CUING-WG (Working Groups) will provide a narrower focus and more targeted monitoring of specific areas of information hiding. The WGs are as follows.
- WG1: Steganography. Focuses on steganographic/covert channels techniques used by criminals/cyber-criminals and malware (a.k.a. stegomalware). Various types of information hiding methods belong to this group: hiding in the structure of the digital media files, steganographic techniques applied to diverse hidden data carriers, and local/network covert channels.
- WG2: Stegomalware. Focuses on cryptographic and related obfuscation/evasion techniques used by cyber-criminals and malware.
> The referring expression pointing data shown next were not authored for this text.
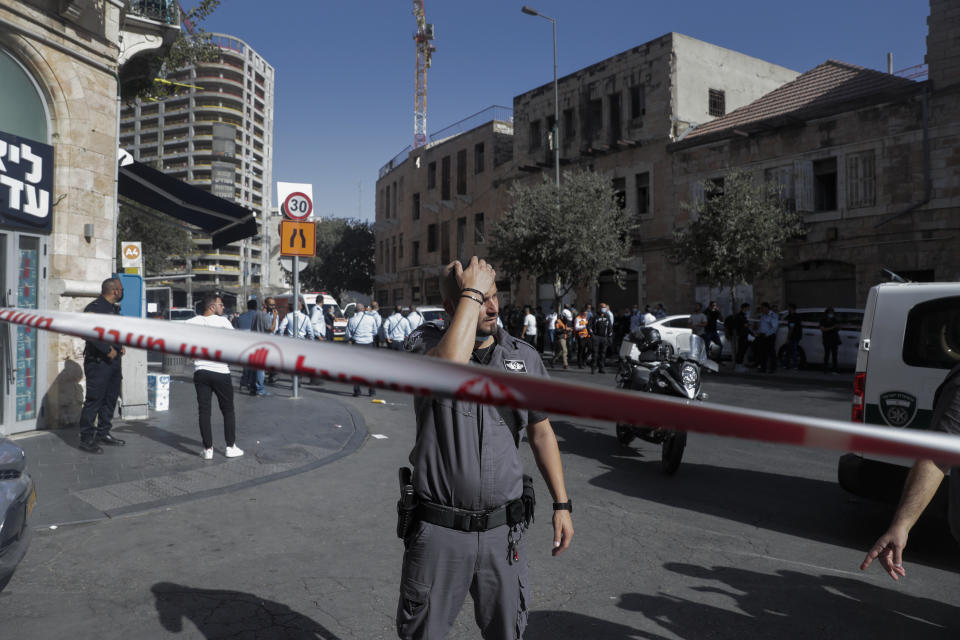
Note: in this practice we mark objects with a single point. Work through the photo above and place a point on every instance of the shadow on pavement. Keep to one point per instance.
(805, 507)
(550, 625)
(221, 614)
(788, 604)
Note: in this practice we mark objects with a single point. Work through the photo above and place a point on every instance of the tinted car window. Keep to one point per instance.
(932, 335)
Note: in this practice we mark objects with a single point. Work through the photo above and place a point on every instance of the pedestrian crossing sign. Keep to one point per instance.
(298, 239)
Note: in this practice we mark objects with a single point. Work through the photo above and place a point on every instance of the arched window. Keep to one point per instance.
(23, 111)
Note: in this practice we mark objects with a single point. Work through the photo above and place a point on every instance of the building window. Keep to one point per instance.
(535, 135)
(861, 180)
(479, 234)
(643, 193)
(462, 172)
(462, 239)
(569, 126)
(478, 158)
(825, 184)
(638, 106)
(445, 178)
(717, 102)
(620, 192)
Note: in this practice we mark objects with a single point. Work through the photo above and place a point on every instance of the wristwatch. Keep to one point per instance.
(563, 506)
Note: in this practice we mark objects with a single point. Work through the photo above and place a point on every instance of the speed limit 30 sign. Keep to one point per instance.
(298, 206)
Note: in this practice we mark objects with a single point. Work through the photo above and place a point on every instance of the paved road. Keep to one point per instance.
(748, 540)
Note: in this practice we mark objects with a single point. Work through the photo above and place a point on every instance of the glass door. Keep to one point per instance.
(22, 275)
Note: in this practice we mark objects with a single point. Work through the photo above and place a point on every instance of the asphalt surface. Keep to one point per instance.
(748, 540)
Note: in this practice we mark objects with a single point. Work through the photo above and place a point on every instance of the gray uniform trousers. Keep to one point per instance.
(440, 565)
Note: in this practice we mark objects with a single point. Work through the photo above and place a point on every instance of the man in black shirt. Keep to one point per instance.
(101, 366)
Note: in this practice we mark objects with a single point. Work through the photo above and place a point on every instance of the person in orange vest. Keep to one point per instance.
(581, 328)
(562, 333)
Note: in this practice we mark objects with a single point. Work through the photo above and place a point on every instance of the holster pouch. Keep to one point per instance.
(406, 504)
(529, 500)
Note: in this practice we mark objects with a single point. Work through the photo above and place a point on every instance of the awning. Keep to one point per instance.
(225, 221)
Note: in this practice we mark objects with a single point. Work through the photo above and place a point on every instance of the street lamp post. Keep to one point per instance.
(556, 93)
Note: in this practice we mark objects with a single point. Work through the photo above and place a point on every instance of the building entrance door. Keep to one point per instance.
(22, 275)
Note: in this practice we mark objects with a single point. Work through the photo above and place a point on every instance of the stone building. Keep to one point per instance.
(215, 132)
(617, 117)
(870, 160)
(437, 203)
(59, 64)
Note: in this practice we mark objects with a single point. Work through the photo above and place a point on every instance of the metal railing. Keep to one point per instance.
(495, 112)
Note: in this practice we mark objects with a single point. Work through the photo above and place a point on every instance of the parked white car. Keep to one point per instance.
(672, 326)
(811, 344)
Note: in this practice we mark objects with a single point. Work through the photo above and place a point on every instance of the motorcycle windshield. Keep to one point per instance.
(691, 347)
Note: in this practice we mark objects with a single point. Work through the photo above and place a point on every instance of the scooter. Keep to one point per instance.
(648, 364)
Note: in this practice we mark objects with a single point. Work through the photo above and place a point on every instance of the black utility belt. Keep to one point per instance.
(511, 513)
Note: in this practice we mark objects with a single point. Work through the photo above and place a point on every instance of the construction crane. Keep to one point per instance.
(425, 50)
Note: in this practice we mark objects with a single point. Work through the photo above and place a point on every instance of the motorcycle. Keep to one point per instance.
(648, 364)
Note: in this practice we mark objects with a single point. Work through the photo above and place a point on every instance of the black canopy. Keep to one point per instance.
(225, 221)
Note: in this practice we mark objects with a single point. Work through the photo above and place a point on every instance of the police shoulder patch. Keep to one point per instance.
(516, 366)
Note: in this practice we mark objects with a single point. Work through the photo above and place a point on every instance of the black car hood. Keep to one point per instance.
(11, 456)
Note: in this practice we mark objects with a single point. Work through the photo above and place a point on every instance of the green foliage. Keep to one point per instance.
(345, 258)
(145, 76)
(738, 233)
(570, 239)
(166, 243)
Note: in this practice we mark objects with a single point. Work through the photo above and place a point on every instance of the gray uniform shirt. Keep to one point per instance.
(466, 454)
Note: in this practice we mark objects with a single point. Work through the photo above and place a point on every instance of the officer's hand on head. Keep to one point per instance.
(478, 275)
(562, 530)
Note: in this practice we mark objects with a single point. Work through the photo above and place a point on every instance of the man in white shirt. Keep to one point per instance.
(697, 320)
(414, 318)
(318, 322)
(552, 328)
(296, 321)
(396, 329)
(529, 327)
(211, 377)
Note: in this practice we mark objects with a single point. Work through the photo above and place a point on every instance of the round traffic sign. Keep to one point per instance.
(298, 206)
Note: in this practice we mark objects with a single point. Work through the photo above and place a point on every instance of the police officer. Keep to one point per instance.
(101, 366)
(468, 476)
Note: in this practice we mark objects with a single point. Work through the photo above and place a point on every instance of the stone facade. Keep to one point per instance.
(617, 117)
(71, 50)
(437, 205)
(894, 174)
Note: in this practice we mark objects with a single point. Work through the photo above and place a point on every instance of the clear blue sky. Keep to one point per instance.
(345, 69)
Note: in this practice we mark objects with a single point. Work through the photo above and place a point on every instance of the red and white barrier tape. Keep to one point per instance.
(430, 376)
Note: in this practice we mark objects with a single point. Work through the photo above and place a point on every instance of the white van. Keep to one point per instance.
(910, 340)
(311, 299)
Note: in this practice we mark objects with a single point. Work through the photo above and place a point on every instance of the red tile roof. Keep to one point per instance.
(820, 91)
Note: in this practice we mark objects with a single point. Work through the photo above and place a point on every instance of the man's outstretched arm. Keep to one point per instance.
(921, 485)
(546, 452)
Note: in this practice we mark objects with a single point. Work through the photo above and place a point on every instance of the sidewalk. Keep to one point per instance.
(161, 463)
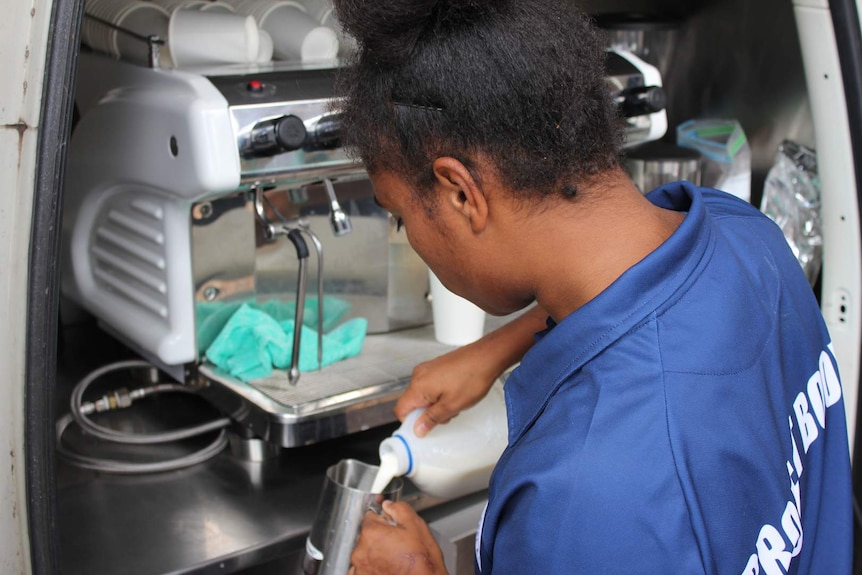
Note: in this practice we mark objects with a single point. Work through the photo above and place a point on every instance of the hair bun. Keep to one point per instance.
(389, 29)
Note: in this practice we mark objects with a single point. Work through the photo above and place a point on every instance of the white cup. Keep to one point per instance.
(217, 6)
(317, 9)
(298, 36)
(137, 16)
(203, 5)
(198, 38)
(457, 321)
(171, 5)
(264, 52)
(346, 43)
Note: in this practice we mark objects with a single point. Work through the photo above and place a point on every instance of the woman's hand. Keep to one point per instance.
(406, 548)
(451, 383)
(445, 386)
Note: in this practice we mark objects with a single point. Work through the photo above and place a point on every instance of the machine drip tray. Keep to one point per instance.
(352, 395)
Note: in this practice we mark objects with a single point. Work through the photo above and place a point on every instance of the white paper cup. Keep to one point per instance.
(198, 38)
(264, 52)
(346, 43)
(457, 321)
(172, 5)
(142, 18)
(317, 9)
(217, 6)
(298, 36)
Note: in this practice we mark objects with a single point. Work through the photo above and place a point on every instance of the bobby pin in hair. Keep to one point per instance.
(418, 107)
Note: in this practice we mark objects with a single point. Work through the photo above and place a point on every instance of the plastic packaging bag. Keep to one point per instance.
(791, 198)
(726, 154)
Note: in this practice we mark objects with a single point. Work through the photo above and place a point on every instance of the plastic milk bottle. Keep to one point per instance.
(454, 458)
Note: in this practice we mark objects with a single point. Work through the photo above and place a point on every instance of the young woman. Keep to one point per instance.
(680, 410)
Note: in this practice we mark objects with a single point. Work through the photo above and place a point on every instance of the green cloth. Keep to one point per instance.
(252, 342)
(211, 317)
This working group will analyse and monitor evolution of evasion techniques like detection of sandboxing environment and/or lack of user input, IDS evasion solutions, etc. and obfuscation methods like dead-code insertion, register reassignment, code transportation/integration, various payload obfuscation techniques (e.g. encoding and encryption, polymorphism)
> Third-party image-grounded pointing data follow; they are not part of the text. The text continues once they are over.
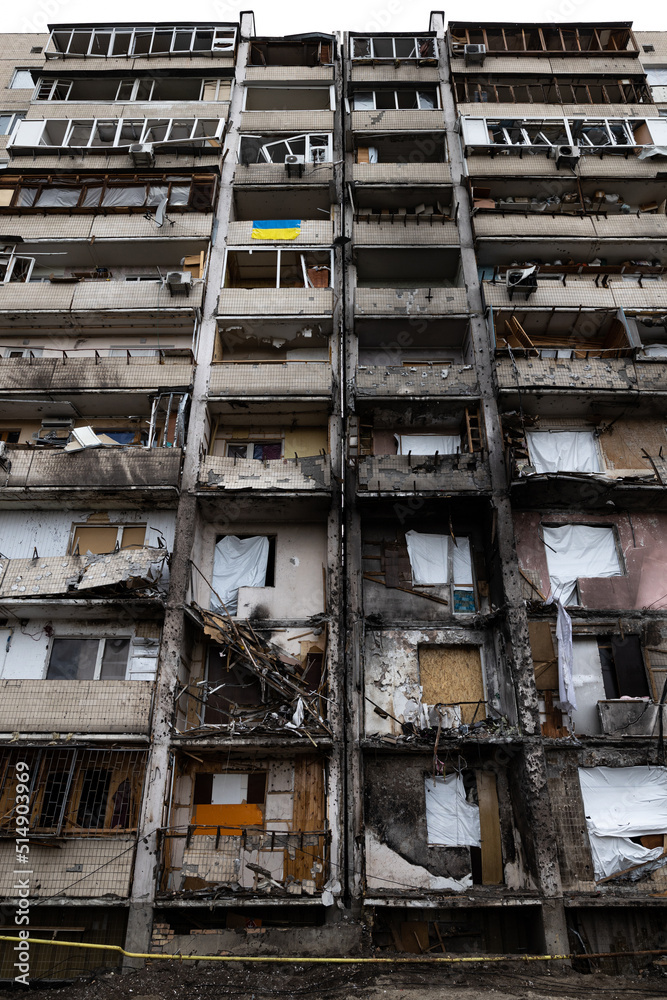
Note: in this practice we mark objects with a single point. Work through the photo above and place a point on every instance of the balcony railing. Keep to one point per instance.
(271, 378)
(293, 474)
(467, 473)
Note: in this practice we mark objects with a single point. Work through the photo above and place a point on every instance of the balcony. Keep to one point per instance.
(149, 298)
(467, 473)
(310, 233)
(434, 379)
(592, 374)
(27, 706)
(256, 378)
(410, 301)
(283, 174)
(401, 173)
(103, 867)
(275, 475)
(69, 373)
(128, 475)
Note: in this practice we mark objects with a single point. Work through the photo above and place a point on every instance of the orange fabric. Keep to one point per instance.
(230, 819)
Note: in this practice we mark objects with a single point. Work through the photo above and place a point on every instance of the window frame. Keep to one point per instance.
(99, 656)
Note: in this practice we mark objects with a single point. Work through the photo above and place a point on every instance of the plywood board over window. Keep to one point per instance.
(452, 675)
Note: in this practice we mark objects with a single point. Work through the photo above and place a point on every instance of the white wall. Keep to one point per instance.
(30, 648)
(49, 531)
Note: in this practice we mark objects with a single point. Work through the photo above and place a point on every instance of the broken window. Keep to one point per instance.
(238, 562)
(399, 47)
(578, 550)
(563, 451)
(104, 42)
(100, 538)
(89, 659)
(230, 801)
(626, 817)
(438, 559)
(405, 99)
(75, 791)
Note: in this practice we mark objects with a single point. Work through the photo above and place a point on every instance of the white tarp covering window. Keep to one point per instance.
(238, 562)
(578, 550)
(428, 444)
(428, 557)
(451, 820)
(621, 803)
(563, 451)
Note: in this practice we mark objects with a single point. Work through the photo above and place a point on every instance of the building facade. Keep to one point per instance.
(360, 638)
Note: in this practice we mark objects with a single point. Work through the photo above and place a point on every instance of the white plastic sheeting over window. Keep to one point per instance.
(238, 562)
(621, 803)
(428, 444)
(451, 820)
(429, 559)
(563, 451)
(578, 550)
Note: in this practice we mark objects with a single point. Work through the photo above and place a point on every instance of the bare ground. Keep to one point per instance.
(248, 981)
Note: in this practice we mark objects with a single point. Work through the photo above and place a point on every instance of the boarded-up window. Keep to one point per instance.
(101, 538)
(452, 675)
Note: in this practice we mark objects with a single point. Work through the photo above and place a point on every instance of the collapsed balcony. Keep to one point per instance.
(281, 359)
(618, 680)
(254, 681)
(428, 360)
(251, 827)
(404, 451)
(277, 282)
(85, 802)
(549, 457)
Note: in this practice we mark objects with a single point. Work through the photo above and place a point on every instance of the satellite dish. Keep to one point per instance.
(160, 212)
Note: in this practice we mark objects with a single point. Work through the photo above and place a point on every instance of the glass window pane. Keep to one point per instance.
(114, 659)
(73, 659)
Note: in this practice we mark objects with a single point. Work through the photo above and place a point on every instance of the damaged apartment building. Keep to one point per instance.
(333, 489)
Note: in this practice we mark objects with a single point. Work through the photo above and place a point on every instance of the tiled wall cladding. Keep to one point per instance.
(274, 474)
(410, 301)
(413, 121)
(188, 225)
(539, 224)
(68, 870)
(287, 121)
(86, 373)
(287, 379)
(126, 296)
(404, 473)
(117, 468)
(44, 706)
(275, 302)
(312, 232)
(584, 374)
(277, 173)
(402, 173)
(401, 380)
(384, 232)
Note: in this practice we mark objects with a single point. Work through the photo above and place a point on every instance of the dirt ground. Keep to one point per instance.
(506, 981)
- WG3: Hidden networks. Focuses on anonymization techniques and related topics that can be utilized for nefarious purposes and can help cyber-criminals to remain undiscovered for long periods of time or allow them to constitute their business models. This includes solutions like TOR, darknets, underground environments, cryptocurrency etc.
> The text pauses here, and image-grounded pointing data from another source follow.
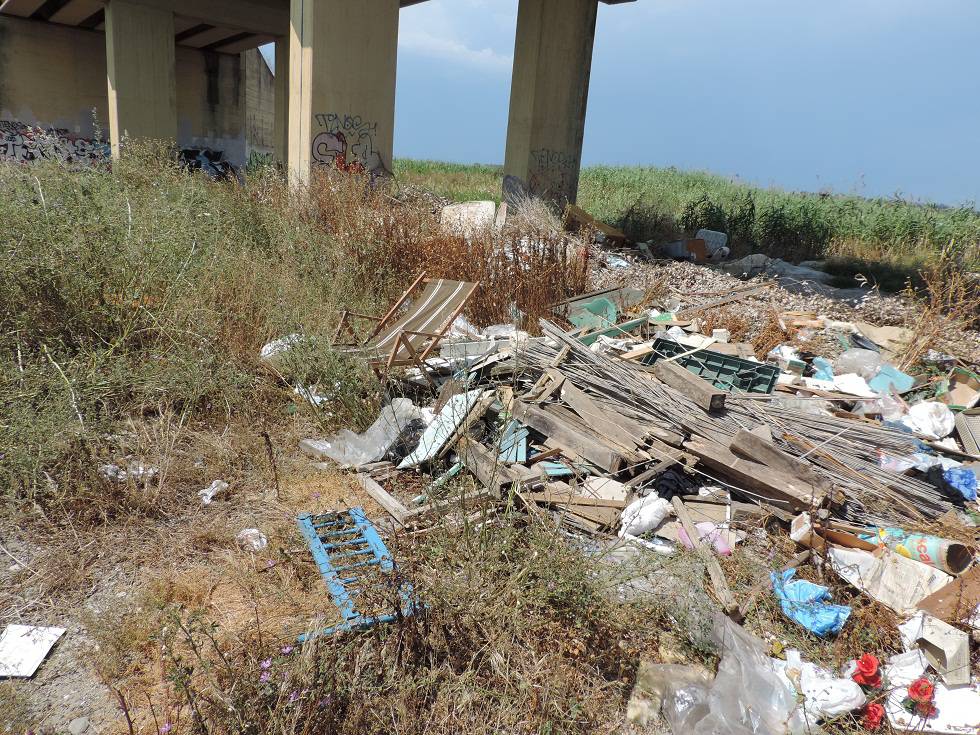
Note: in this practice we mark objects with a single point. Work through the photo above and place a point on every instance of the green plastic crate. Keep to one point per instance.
(722, 371)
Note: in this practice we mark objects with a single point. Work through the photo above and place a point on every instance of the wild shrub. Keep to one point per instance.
(792, 230)
(703, 212)
(741, 224)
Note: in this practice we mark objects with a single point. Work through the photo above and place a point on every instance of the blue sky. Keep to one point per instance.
(874, 97)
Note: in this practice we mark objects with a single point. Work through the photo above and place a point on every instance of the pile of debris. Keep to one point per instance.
(625, 423)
- WG4: Automated threats. Focuses on automated threats to a computer network or web application, characterized by the malicious use of automated tools such as Internet bots commonly known as ‘bad bots’. Such threats are best described within the OWASP ontology list for classifying automated threats, such as, web scraping, vulnerability scanning, brute force attacks, competitive data mining, cryptojacking, online fraud, account hijacking, data theft, spam, digital ad fraud, DNS tunnelling, and downtime, DDoS. The pre-actions to data breaches.